The heart of the story is that of a sad tale wherein a woman is kept separated from her only child, who tragically dies at a young age in a very horrible way. Heartbroken, the woman commits suicide. Such is the agony of her separation that her spirit lingers to haunt the very walls that once was her abode.
The ghost is consumed by an absolute rage at what has happened to her life and that of her child. The legend, as explained later by Mrs. Bentley, goes that whenever the ghost is spotted by someone, for however fleeting moment of time it may be, this is always followed by the death of a child in a most ghastly manner.
The usual movie sentiment that innocent children would never come to harm ends the moment we see a young girl vomiting blood and die. There is no dearth to the number of kids that are getting killed. There is some limitation to the scenes of violence amidst which they die; for example, the intro scene in which three girls jump off a building is not shown in a gory manner. But there are some that do make it a bad watch for even young adults – like the fire scene where a girl douses herself with fuel and walks casually into the fire!
Moving away from all this is the character of Mr. Kipps played by Radcliffe that is anything but violent. His own personal concerns make him not leave the village when he is warned and gets a chance or two. He mentions at one point that he didn’t believe in spiritualism till his wife passed away; so his actions, when he realizes he’s in a haunted house, do not show the kind of emotions that an overtly superstitious fellow may portray; but instead he plays into the usual trap that so many other characters in ghost movies have played – run “head first” into trouble.
The audience is given more glimpses of the woman in black than the chief character itself and this plays subtly in our minds. There are points at the movie where you feel the central character has taken it too far for a normal human being; that’s when we feel the lack of emotions are hurting the screenplay. There is an instance where he clearly sees a ghostly figure in the window from downstairs and instead of running the other way, decides to explore the very room where he saw it. From hereon, the ghost is no longer just shadows or creepy noises.
The movie is in full swing when it dawns upon him that his own son maybe the next kid to die. He takes the help of an equally stoic Bentley – what are the odds of two such characters being at the same place at the same time! They retrieve the corpse of the child (of the poltergeist) from a marsh – a scene well executed!
An untouchable spirit is more haunting than a decaying corpse. This is perhaps shown clearly towards the final moments of this film, at the mansion, when we await the arrival of the ghost whilst her son’s body is laid down in a makeshift bed surrounded by all his favorite physical objects. Tranquility is more unnerving that all sounds effects at a scene like this and this play of the human mind is quite well employed when we see the lady enter, scream and leave everything as it was. The lady and her son are finally laid to rest together.
Alas!

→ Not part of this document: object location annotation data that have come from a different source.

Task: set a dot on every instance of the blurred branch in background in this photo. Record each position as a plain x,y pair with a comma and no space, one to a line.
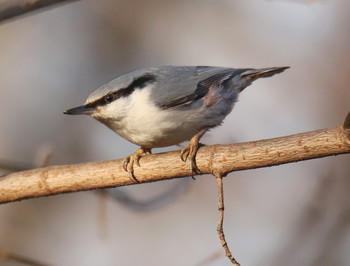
12,8
221,159
7,256
166,197
325,220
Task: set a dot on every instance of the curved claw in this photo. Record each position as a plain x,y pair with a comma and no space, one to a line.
129,161
184,154
190,152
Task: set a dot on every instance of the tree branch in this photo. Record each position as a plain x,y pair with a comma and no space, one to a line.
13,8
216,159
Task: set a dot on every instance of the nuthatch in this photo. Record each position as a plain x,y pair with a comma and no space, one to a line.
164,106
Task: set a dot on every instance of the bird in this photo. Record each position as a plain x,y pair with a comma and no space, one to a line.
164,106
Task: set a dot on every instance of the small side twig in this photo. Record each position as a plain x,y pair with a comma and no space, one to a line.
10,256
14,8
220,228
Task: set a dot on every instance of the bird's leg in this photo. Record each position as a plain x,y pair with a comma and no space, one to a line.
191,150
128,163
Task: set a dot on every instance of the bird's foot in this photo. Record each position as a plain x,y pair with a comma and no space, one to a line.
190,152
129,161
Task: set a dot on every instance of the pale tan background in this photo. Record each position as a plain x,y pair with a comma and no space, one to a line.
51,61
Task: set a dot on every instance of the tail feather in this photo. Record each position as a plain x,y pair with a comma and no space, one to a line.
263,72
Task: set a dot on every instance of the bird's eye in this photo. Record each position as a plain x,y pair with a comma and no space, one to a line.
109,98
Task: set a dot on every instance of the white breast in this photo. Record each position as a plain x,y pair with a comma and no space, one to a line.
138,120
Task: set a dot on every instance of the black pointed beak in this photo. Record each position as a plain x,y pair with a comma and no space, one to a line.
80,110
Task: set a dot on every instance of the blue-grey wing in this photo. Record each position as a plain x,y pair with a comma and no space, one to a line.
183,85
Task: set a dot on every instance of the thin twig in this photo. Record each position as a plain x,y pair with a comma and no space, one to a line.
10,256
219,228
12,8
217,158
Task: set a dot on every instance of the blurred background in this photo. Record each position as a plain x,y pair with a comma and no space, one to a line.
295,214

Not all things go as planned for young Kipps and he’s reunited with his kid momentarily (at a railway station) before the unexpected happens. Souls as restless as the one in this film can never be at peace and indeed, the veiled lady goes for the kill. The climax is a mixed bag – neither is it the happy ending one wishes for (after seeing the hero go through such an ordeal to make amends) nor is it too sad to leave one depressed.
Overall a good watch if you go with the expectation of seeing an old fashioned ghost film. There is nothing new in the thrills and spooky scenes, but their timing, frequency and the overall balanced effect is what will stand out in this movie.